Douglas boils with furor throughout the picture. In the process of bulldozing the townspeople, he’s managed to blackmail the sheriff and the trapped man’s wife into doing his bidding in order to comply with the drama he’s concocted for the paper. In turn, Sheriff wins power and Wife wins cash. Her and her husband own the outpost and she serves up hamburgers and tourist trinkets to the flocking tabloid hounds, all the while planning to ditch the buried man for the big city.
Ace in the Hole belongs to a very specific cross-section of cinema. Titles such as Sweet Smell of Success, A Face in the Crowd, Network and Bamboozled serve a very similar function.
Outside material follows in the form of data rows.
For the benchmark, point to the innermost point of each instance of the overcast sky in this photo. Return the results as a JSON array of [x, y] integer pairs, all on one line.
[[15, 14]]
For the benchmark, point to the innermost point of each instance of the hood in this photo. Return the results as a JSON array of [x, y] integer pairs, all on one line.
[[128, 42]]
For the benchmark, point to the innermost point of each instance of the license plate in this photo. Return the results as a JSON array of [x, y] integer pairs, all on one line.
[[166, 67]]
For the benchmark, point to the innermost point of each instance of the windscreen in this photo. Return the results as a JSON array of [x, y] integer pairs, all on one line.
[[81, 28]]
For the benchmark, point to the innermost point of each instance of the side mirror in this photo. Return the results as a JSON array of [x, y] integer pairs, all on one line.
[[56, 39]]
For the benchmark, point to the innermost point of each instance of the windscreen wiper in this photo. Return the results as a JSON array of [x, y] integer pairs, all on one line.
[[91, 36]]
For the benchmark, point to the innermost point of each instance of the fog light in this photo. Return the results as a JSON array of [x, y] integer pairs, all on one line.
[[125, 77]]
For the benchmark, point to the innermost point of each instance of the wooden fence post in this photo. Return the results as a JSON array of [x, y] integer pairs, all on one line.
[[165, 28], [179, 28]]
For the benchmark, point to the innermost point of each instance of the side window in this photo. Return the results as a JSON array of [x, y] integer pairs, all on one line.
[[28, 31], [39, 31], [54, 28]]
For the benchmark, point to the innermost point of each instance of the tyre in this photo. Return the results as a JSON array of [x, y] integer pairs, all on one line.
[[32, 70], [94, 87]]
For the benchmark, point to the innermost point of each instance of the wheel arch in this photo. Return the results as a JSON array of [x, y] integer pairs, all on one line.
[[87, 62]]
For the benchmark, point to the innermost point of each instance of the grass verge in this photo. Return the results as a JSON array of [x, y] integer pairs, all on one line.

Like those titles, Ace in the Hole’s cynicism eventually overwhelms the story (often at its expense), leaving a sickness in the pit of your stomach. It’s easy to get suckered in to the drama (or comedy), until the movie cuts you down the sides with the human comedy (or tragedy), leaving you limp and helpless, but mostly disgusted. Enraging as it is, this picture keeps afloat with snappy dialogue and the no-nonsense Douglas’ infectious, sickening intensity. He carries the charm of a sad-sack private eye, but rather than keep an emotional distance from this dame and that gig, he must act a newspaperman, emotionally involved and manipulating.
I don’t need to tell anyone how much the media influences and shapes history as we understand it. Ace in the Hole takes it a step further, pointing a big fat finger at the media for shaping history, as it happens, not just how it is understood. Billy Wilder’s movie is angry and cynical, a bit exhausting and frustrating, and as an older woman put it on the way out of the theatre, “not entirely heartwarming.”